At the Restaurante El Taquito in downtown Mexico City, it had seemed no more than a year-end party for the fight crowd.
From back in the '50s there were Kid Azteca and Raul Macías, the one they used to call the Rat. There was Ruben Olivares, all ear-to-ear grin and gold bracelets, perhaps the finest bantamweight ever. And so many more of those small, brave fighters that Mexico seems to produce as naturally as she does corn tortillas—the ones born with the national weapon, the golpe izquierdo al hígado, the left jab to the liver. And, most of them, with the national flaw—a total disdain for defense.
Suddenly though, as if the bell had sounded for the end of Round 15, the party noises died out. Into the restaurant walked a grinning young man in a gray suit. And from this distinguished crowd of ring sophisticates a growl of approval rose to a roar.
No longer was this a mere lunch. It had become a ceremony, a coronation, a spontaneous celebration of the fact that, for the first time since WBC feather weight champion Salvador Sánchez died when he slammed his Porsche head-on into a truck in the early morning hours of Aug. 12, 1982, Mexico had a sports hero of global stature.

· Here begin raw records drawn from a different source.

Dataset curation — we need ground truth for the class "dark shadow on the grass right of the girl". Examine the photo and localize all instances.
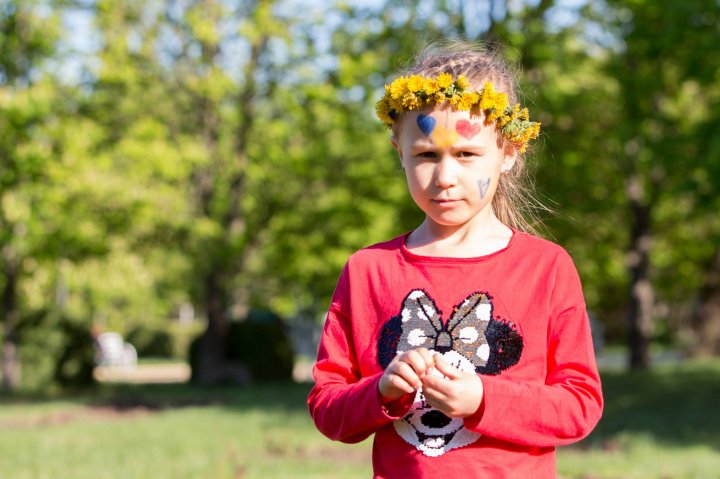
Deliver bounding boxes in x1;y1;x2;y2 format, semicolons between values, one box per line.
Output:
582;359;720;450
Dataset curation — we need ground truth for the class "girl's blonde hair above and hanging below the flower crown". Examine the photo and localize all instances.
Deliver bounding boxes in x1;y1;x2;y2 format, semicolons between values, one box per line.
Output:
400;40;550;234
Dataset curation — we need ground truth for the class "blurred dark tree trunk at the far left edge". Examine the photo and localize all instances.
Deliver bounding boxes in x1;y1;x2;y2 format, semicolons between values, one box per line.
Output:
0;263;21;391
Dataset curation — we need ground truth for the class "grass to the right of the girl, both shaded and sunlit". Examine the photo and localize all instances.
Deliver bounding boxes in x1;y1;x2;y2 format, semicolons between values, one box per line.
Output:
558;359;720;479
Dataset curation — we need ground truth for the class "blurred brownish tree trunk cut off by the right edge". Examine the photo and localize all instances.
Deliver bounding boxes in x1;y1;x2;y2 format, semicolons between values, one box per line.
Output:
691;249;720;356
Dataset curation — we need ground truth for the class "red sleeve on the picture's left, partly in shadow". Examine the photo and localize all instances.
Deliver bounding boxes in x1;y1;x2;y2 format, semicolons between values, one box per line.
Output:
308;267;412;443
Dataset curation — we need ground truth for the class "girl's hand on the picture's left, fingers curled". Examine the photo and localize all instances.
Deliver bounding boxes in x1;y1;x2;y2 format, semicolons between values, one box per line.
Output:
378;348;433;404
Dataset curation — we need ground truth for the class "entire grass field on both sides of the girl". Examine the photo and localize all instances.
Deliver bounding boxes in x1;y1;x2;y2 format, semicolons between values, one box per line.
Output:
0;360;720;479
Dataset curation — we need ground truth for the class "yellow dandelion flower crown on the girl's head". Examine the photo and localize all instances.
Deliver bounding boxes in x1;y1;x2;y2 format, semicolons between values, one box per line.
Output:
375;73;540;153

The object of this adulation was Julio César Chávez, from Culiacán in the state of Sinaloa. At 25, he bears no trace on his somewhat Anglo features of his 55 fights, all victories, 46 of them by KO, 10 of them in gaining or defending world titles since he turned professional eight years ago.
Since last November, when Chávez stopped WBA lightweight champion Edwin Rosario in 11 rounds, not just Mexico but the whole boxing world has been ready to concede that the young man who just entered the restaurant is, pound for pound, the best boxer around. As if to confirm that, he was named Fighter of the Year by the Boxing Writers of America this month.
There are those back in Culiacán who have perceived a greatness in Chávez for a very long time—men like Augustin de Valdez, who promoted him locally in his early days and paid him about $600 in 1980 for his first pro fight. "This is somebody who has never lost a fight since he was born, who never turned a fight down, not even on the street," says de Valdez. "When he beat Rosario, I heard Rosario telling his corner, I can't feel my arms anymore.' He came into the world with it, just like a great opera singer already has the voice. But you must also polish your gift, and Julio César is a devoted student. Especially in defense. He has learned that marvelously well."
And in truth, Chávez has become boxing's most terrifyingly efficient destroyer by combining an inborn savagery with acquired skills. He has the traditional Mexican strength-sapping short punches to the body and also the knowledge of how to use his shoulders and his forearms to control an opponent. And he has rid himself of that traditional Mexican weakness—the flailing attack that leaves the aggressor wide open. Heaven knows, Chávez is aggressive enough, but the fury is tight, controlled. He still gets hit, but seldom solidly, as Rosario, a fine puncher, discovered.
In spite of the college-kid grin he wears, in spite of his modest demeanor, there are those who detect a coldness in Chávez that mirrors his merciless quality in the ring. "He is a young man who is utterly sure of himself, and he can be discreetly arrogant when he wants," says an acquaintance. Recently, Carlos Salinas de Gortari of the ruling Institutional Revolutionary Party (who is almost certain to become president in next summer's elections) paid a visit to Chávez's home in Culiacán and was kept waiting for an hour and a half before the fighter showed up.
"Listen," said Chávez when asked about the incident. "If I needed a job with the party, then I'd go for it. But I don't need one. It's them coming after me. The politicians just want to be associated with a winner."